日本料理店での外国人の就労を特例として認める総合特区制度で、受け入れ対象と人数の拡大が決まり、特区計画の認定を受けている京都市が8日、発表した。国内のレストランの就労経験者や留学生らにも門戸が広がる。

 従来は、海外のレストランなどが業務の一環で派遣した料理人が対象だったが、国内のレストランで実務経験が1~2年程度ある人や国内外の日本料理学校を卒業した人が受けることができる調理技能認定があれば就労が可能になる。

 1事業者当たりの受け入れ人数も現行の2人以内から3人以内に増える。市は今後、総合特区計画の変更を国に申請する方針で、1月下旬ごろに運用が始まる見込み。

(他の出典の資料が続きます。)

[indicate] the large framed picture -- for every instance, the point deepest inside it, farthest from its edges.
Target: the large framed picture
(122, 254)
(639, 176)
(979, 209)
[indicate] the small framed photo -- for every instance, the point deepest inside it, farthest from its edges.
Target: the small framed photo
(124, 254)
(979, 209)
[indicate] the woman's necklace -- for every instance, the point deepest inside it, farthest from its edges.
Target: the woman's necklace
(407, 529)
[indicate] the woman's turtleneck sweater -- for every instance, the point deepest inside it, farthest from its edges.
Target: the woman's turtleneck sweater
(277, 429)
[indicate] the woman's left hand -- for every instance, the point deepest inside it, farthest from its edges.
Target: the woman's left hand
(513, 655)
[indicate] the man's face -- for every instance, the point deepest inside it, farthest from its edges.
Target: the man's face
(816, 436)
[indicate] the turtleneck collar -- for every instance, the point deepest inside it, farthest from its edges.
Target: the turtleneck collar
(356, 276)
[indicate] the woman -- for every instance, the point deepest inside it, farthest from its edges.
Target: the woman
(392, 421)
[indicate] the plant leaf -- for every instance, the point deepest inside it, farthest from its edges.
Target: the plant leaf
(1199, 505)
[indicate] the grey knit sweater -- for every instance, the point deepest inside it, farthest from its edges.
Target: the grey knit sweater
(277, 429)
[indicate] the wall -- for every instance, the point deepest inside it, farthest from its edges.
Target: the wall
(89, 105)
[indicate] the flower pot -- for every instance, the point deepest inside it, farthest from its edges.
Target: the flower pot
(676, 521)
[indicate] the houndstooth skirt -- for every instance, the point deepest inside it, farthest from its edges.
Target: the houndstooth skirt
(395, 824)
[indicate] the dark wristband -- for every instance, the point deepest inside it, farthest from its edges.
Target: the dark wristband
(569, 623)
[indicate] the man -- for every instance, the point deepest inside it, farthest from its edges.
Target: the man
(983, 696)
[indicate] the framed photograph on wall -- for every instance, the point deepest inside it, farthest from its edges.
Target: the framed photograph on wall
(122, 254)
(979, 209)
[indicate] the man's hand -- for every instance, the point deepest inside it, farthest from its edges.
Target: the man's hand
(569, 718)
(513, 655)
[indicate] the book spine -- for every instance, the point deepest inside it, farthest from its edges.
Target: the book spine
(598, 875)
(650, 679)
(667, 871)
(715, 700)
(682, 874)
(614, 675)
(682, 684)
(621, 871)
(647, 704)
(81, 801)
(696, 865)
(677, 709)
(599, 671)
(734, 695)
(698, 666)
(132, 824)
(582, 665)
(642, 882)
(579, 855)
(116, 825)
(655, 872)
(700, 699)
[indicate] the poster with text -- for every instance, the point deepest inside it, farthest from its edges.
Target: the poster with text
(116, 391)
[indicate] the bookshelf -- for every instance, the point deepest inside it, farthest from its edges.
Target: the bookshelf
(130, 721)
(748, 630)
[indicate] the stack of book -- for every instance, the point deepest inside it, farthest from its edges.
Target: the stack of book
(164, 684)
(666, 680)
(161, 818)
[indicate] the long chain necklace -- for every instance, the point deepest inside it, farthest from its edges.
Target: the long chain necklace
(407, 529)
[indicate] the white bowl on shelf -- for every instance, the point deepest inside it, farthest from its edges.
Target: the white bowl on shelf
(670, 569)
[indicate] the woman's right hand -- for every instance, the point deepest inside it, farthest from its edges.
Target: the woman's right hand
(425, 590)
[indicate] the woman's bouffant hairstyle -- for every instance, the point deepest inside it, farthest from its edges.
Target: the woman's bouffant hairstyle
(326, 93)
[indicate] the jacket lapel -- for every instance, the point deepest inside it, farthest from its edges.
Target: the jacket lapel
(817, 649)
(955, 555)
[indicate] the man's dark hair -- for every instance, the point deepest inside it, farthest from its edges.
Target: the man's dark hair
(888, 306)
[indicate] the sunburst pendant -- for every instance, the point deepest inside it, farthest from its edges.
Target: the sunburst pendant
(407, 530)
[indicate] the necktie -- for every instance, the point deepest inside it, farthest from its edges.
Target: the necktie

 同特区制度は、外国人料理人が日本料理店で働くことが入国管理法で認められていなかったため、海外で日本料理の普及を図る目的で2013年に始まった。現在、米国やラトビアなどの5人が京都市内の日本料理店で働いている。これまでにフランスや韓国などの7人が就労を終えた。

 16年に受け入れ期間が2年から5年に延びたのに続く制度拡充で、市観光MICE推進室は「新たに対象と人数が拡大することでさらに広く和食を海外に伝えることができる」と評価している。